The battle was the first air-to-air dogfight between the United Nations and North Korea in the war. The North Koreans were unsuccessful in attempting to shoot down the air transports, and in the end none of the refugees in the evacuation was injured by the North Koreans. In all, the operation saw 2,001 people, including 1,527 US nationals, evacuated from the peninsula ahead of the wider war.

The battle was also considered a sign of the US's arrival into the Jet Age. The Il-10, which had been considered a high quality and effective conventional aircraft in World War II, had been easily outmatched by the F-80 and its jet engine.

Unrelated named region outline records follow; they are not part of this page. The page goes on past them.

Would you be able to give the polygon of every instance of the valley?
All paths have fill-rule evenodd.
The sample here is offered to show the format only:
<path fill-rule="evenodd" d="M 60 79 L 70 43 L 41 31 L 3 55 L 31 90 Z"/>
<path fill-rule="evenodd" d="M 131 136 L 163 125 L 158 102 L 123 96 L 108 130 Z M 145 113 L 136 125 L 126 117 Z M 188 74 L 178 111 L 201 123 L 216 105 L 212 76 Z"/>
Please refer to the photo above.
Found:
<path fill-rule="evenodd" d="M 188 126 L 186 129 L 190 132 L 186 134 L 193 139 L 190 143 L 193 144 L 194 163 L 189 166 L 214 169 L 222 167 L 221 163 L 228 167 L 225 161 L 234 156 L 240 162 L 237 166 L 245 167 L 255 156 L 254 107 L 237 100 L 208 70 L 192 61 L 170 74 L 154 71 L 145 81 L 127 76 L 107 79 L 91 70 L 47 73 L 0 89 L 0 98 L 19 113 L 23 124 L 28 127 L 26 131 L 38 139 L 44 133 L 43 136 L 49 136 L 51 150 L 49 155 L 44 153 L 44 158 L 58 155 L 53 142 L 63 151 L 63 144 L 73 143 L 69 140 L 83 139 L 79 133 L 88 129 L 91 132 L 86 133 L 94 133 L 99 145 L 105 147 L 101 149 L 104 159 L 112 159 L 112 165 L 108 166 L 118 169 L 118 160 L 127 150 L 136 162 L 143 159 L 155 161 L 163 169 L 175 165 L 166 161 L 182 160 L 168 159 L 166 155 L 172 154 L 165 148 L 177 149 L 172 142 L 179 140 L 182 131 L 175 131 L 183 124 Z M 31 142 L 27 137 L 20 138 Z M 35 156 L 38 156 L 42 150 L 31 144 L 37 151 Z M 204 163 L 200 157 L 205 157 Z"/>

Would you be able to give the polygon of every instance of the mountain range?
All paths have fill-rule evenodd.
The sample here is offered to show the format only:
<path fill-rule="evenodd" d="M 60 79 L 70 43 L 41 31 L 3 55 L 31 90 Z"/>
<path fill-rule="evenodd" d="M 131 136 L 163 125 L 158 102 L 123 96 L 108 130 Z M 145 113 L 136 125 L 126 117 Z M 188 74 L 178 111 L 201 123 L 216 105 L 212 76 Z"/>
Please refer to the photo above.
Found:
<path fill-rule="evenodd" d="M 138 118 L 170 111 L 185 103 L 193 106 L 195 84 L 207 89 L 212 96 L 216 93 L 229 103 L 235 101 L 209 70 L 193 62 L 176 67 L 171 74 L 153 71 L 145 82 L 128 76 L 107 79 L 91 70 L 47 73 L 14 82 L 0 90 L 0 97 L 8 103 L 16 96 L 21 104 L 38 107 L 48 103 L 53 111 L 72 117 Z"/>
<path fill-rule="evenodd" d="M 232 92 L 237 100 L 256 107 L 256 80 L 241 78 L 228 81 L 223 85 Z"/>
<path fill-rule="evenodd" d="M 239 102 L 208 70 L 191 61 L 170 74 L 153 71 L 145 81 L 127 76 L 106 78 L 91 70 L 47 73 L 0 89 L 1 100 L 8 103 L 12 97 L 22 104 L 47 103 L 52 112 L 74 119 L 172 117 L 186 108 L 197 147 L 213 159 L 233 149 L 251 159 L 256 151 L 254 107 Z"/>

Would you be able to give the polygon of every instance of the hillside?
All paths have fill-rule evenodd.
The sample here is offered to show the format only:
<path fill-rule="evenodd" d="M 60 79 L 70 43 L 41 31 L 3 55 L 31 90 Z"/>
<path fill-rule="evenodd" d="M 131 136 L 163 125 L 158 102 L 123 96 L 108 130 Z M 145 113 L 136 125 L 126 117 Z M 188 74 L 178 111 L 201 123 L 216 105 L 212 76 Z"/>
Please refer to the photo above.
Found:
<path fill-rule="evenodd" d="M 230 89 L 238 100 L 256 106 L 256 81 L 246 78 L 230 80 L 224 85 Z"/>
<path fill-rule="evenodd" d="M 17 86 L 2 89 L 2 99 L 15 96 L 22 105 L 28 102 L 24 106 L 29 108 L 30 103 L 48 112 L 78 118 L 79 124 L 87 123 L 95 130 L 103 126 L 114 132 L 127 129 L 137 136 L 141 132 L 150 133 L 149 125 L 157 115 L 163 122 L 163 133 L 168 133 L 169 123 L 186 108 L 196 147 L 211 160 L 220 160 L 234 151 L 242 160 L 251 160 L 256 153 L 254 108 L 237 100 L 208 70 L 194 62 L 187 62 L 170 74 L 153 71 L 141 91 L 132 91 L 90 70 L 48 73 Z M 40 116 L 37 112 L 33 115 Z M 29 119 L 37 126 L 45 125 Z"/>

The engagement was a rare example of an air-to-air battle at the early phase of the war, and North Korean forces became much more cautious when deploying their aircraft in battle, knowing they were easily outnumbered and outmatched by UN forces. For the next several months, the UN forces enjoyed air supremacy, operating their air forces in support of ground combat virtually unopposed. The public perception of the F-80s, which had to this point been cautious, improved with news of the victories.